Je réitère la conclusion de mon article. S’abstenir, c’est ouvrir toute grande la porte aux deux grands partis de la bourgeoisie canadienne. S’abstenir, c’est appeler à la liquidation de la principale base à partir de laquelle on peut reconstruire le mouvement indépendantiste. S’abstenir, ce n’est pas tenir compte des leçons de l’histoire de la Chute du Mur de Berlin et du coup d’État au Chili, comme je le mentionne dans mon article. Imaginez un instant ce qu’aurait été la campagne électorale et les débats sans la présence du Bloc.
Je vous invite donc à vous resaisir et à revoir votre position que votre tradition idéologique qualifierait de gauchiste.
Amicalement,
Pierre Dubuc
P.-S. Le texte de Pierre Vadeboncoeur a toujours été sur notre site. Pensez-vous sérieusement que son texte peut cautionner un appel à boycotter l’élection? Croyez-vous que Pierre Vadeboncoeur aurait appelé à boycotter cette élection? Je vous invite à le relire.
Vadeboncoeur affirme que, par sa seule existence, le Bloc a pour effet de « fausser le jeu du fédéralisme et brouiller les cartes des deux partis traditionnels, introduire dans la politique québécoise et canadienne une dynamique que le système ne peut assimiler ». Il ajoute qu’« il trompe les calculs de l’ordre établi. Il dérange. Il fausse l’institution » qu’il s’inscrit dans « une constante historique », dont « il faut en faire ressortir la logique, qui est celle de la résistance ».
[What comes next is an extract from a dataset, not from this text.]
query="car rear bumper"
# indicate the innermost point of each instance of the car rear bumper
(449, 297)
Il ajoute : « Il pose le problème du Québec, qui est sans solution si ce n’est celle de l’indépendance. Il ne le résout pas. Qui en effet peut le résoudre au sein du fédéralisme ? Le Bloc fait face à un mur. C’est ce que ce parti démontre par sa propre existence. Une importante partie des Québécois le soutient et c’est parce qu’elle vit la même expérience que lui : pas d’issue, un mur. Celui-ci s’appelle le Canada ».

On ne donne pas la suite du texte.